Articolo scritto da: Angelo Baggini
Se il contesto ambientale è di interesse mondiale, il contesto energetico è di particolare interesse per quelle regioni povere di fonti energetiche primarie.
Unione Europea e Italia rientrano certamente in quest’ultima categoria e la guerra d’Ucraina lo ha ricordato anche a quanti se lo erano dimenticati.
L’UE produce il 39% del proprio fabbisogno energetico, importandone il restante 61%. Il mix energetico è composto da petrolio (36%), gas naturale (22%), energie rinnovabili (15%) e nucleare (13%). L’Europa importa l’83,5% della domanda di gas naturale, mentre ne produce internamente solo lo 16,5%.
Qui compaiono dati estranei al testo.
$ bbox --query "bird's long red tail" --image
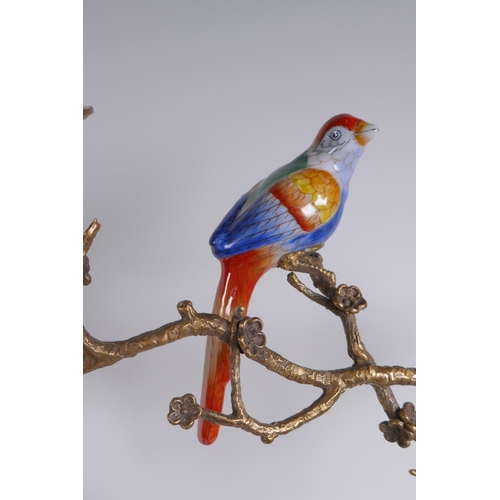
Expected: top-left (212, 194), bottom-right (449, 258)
top-left (198, 247), bottom-right (276, 444)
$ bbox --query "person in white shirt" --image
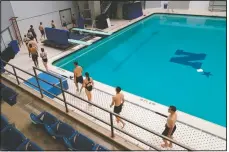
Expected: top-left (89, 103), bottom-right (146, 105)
top-left (40, 48), bottom-right (48, 71)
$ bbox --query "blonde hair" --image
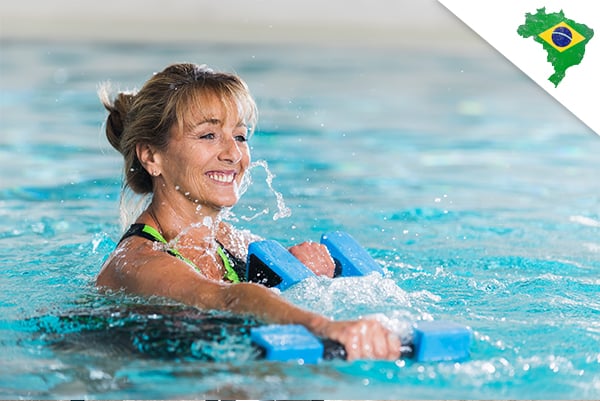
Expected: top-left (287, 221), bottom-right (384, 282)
top-left (98, 63), bottom-right (258, 194)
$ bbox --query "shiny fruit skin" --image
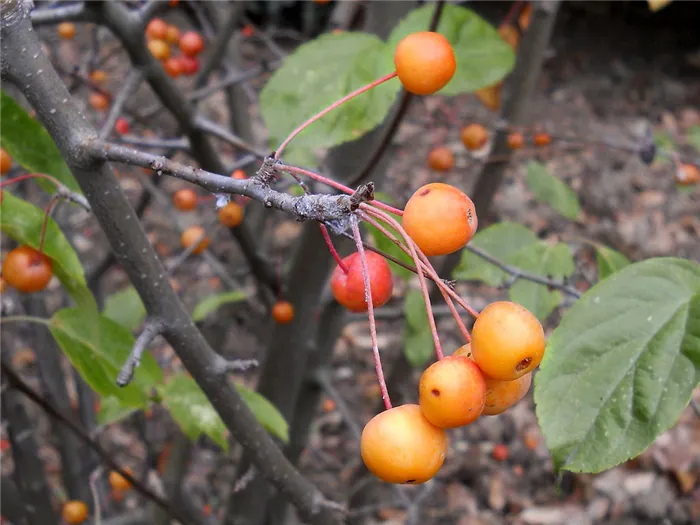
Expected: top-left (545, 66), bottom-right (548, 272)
top-left (0, 148), bottom-right (12, 175)
top-left (148, 39), bottom-right (170, 60)
top-left (56, 22), bottom-right (75, 40)
top-left (471, 301), bottom-right (545, 381)
top-left (88, 92), bottom-right (109, 111)
top-left (673, 164), bottom-right (700, 186)
top-left (272, 301), bottom-right (294, 324)
top-left (218, 202), bottom-right (243, 228)
top-left (173, 189), bottom-right (197, 211)
top-left (331, 251), bottom-right (394, 312)
top-left (178, 31), bottom-right (204, 57)
top-left (532, 132), bottom-right (552, 146)
top-left (403, 182), bottom-right (478, 256)
top-left (394, 31), bottom-right (457, 95)
top-left (180, 226), bottom-right (211, 254)
top-left (360, 404), bottom-right (447, 485)
top-left (2, 246), bottom-right (53, 293)
top-left (428, 146), bottom-right (455, 171)
top-left (61, 500), bottom-right (88, 525)
top-left (418, 356), bottom-right (486, 428)
top-left (462, 124), bottom-right (489, 151)
top-left (146, 18), bottom-right (168, 40)
top-left (508, 132), bottom-right (525, 150)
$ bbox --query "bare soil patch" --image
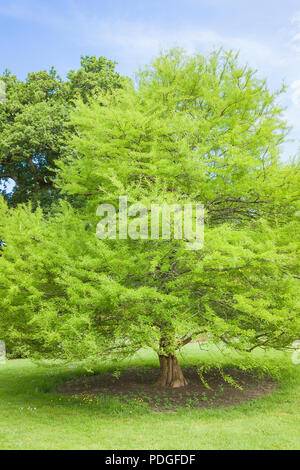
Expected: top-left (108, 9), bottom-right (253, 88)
top-left (58, 367), bottom-right (276, 412)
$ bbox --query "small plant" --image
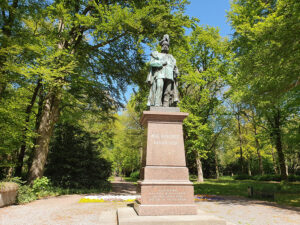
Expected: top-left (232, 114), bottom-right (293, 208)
top-left (32, 177), bottom-right (50, 192)
top-left (17, 185), bottom-right (37, 204)
top-left (32, 177), bottom-right (52, 197)
top-left (130, 170), bottom-right (140, 179)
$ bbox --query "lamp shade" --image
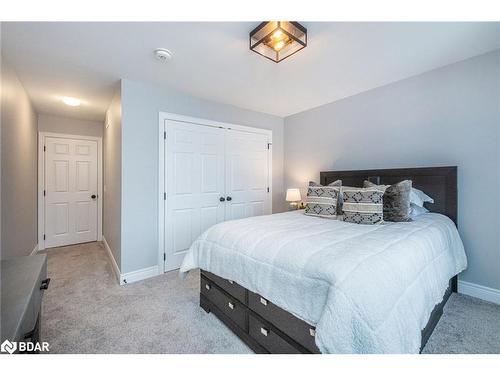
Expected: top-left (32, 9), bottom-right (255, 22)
top-left (286, 189), bottom-right (302, 202)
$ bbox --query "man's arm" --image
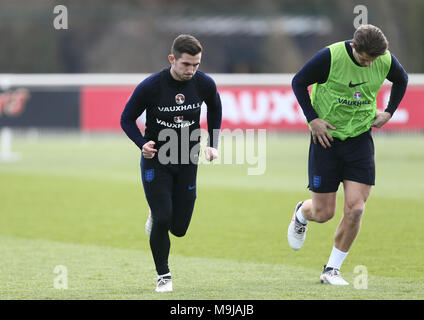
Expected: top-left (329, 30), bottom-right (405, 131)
top-left (372, 54), bottom-right (408, 128)
top-left (292, 48), bottom-right (331, 122)
top-left (205, 79), bottom-right (222, 161)
top-left (121, 83), bottom-right (147, 150)
top-left (384, 54), bottom-right (408, 115)
top-left (292, 48), bottom-right (335, 148)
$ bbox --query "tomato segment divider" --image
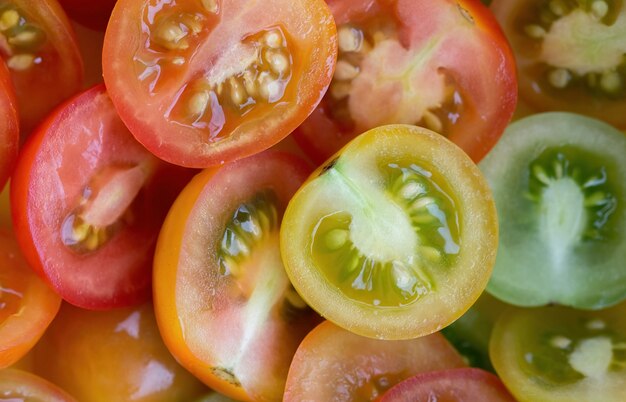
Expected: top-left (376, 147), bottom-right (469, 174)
top-left (103, 0), bottom-right (337, 167)
top-left (11, 85), bottom-right (193, 309)
top-left (153, 151), bottom-right (320, 401)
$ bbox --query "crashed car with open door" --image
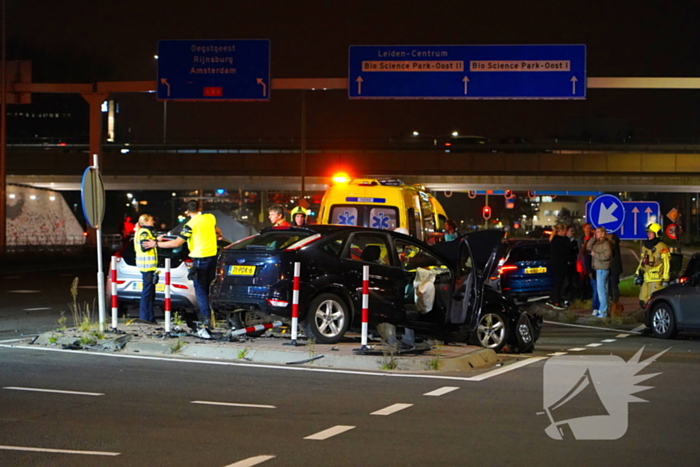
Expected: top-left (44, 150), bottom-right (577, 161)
top-left (210, 225), bottom-right (539, 352)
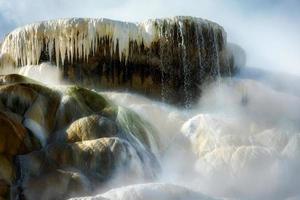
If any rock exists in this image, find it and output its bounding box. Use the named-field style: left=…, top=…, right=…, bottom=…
left=1, top=16, right=244, bottom=107
left=0, top=112, right=31, bottom=156
left=22, top=170, right=92, bottom=200
left=0, top=75, right=159, bottom=200
left=66, top=115, right=118, bottom=143
left=18, top=137, right=157, bottom=200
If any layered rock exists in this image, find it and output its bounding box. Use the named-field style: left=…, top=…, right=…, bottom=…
left=1, top=17, right=241, bottom=107
left=0, top=75, right=159, bottom=199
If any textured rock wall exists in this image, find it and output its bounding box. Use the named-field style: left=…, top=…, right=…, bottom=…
left=2, top=17, right=241, bottom=107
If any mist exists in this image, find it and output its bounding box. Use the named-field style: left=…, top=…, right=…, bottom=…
left=0, top=0, right=300, bottom=75
left=0, top=0, right=300, bottom=200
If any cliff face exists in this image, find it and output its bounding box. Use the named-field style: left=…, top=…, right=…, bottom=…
left=0, top=74, right=161, bottom=200
left=1, top=17, right=241, bottom=107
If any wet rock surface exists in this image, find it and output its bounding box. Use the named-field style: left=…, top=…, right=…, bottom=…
left=0, top=75, right=159, bottom=199
left=2, top=16, right=245, bottom=107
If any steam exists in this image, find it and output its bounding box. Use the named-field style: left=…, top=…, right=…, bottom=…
left=100, top=74, right=300, bottom=200
left=0, top=0, right=300, bottom=74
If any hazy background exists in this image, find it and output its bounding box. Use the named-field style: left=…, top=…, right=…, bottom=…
left=0, top=0, right=300, bottom=75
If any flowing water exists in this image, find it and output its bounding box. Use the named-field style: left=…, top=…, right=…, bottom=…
left=1, top=63, right=300, bottom=200
left=1, top=16, right=300, bottom=200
La carenza di fonti energetiche primarie è stato addirittura il primo collante dell’EU che è nata dalla Comunità europea del carbone e dell’acciaio (CECA) creata col Trattato di Parigi del 18 aprile 1951 su iniziativa dei politici francesi Jean Monnet e Robert Schuman, del cancelliere tedesco Konrad Adenauer e del primo ministro italiano Alcide De Gasperi.
Lo scopo era di mettere in comune le produzioni di queste due materie prime in un’Europa di sei paesi: Belgio, Francia, Germania Occidentale, Italia, Lussemburgo e Paesi Bassi. All’epoca carbone era praticamente sinonimo di energia. La massa critica dei fondatori li avrebbe messo più al sicuro dei capricci del mercato internazionale un elemento strategico per lo sviluppo.